Treatment of warts with intralesional immunotherapy: factors predicting clinical response and role of mannose-binding lectin-gene polymorphism

Background Warts are skin disease caused by human papilloma virus infection and characterized by high rate of recurrence and resistance. The use of purified protein derivatives (PPD) for treatment of warts achieved good results, however, some patients do not respond to it. Deficiency of mannose-binding lectin (MBL) may be a risk for repeated viral infection. Objective To investigate the factors that may affect and predict the clinical response of warts to the treatment with PPD. Patients and methods This study was conducted on 50 patients with warts and 50 apparently healthy-control volunteers. Blood samples from all participants were investigated for the polymorphism in MBL2-gene exon-1 codon 54 by PCR before treatment. All patients were injected intralesionally in the biggest wart every 2 weeks for five sessions. Results About 56% of the patients achieved complete response, 8% attained partial response, and 36% did not show any response. We did not detect recurrence or progression during the follow-up period. There was significantly higher clinical response in patients with less than five warts and in those with warts of less than 1-year duration.

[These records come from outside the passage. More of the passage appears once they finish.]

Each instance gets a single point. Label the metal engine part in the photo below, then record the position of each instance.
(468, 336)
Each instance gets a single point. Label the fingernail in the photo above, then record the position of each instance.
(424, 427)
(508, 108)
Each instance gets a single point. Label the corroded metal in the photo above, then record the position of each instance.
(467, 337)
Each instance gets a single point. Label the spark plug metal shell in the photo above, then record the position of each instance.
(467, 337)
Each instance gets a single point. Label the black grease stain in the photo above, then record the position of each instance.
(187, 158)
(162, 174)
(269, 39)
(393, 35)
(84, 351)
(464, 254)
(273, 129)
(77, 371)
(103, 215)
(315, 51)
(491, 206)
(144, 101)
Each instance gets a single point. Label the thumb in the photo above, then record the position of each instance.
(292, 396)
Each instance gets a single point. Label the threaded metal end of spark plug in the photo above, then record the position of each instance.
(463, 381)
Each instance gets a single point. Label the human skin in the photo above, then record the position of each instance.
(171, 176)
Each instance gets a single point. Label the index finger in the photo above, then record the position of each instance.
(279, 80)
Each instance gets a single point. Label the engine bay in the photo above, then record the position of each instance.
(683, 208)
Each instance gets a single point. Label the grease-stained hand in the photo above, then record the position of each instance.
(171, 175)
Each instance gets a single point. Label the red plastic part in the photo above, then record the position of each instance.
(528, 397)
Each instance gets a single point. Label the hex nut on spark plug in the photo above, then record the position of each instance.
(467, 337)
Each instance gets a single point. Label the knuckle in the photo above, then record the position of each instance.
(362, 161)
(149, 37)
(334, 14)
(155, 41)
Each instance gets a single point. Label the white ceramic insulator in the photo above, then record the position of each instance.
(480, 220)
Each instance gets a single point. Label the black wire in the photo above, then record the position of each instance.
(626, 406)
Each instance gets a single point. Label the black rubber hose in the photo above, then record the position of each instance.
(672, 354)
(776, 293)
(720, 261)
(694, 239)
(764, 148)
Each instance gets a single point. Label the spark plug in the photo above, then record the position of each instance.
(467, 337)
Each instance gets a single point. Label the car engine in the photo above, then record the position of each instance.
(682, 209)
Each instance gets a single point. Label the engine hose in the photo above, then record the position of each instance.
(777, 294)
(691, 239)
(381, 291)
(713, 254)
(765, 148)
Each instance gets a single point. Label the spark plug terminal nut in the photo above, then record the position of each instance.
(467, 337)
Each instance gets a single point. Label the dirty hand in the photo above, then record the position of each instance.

There was significantly lower clinical response in patients with warts over the dorsum of hand, while higher clinical response was observed in the warts over the sole. Although higher number (48%) of patients compared with controls showed polymorphism of MBL2 gene, it has no relation of the effect of PPD injection. Conclusion Intralesional immunotherapy with PPD is effective and safe for treatment of warts. Duration, number, and site of warts might have an impact on the clinical response to PPD immunotherapy, while MBL2-gene exon-1 codon-54 polymorphism has no effect.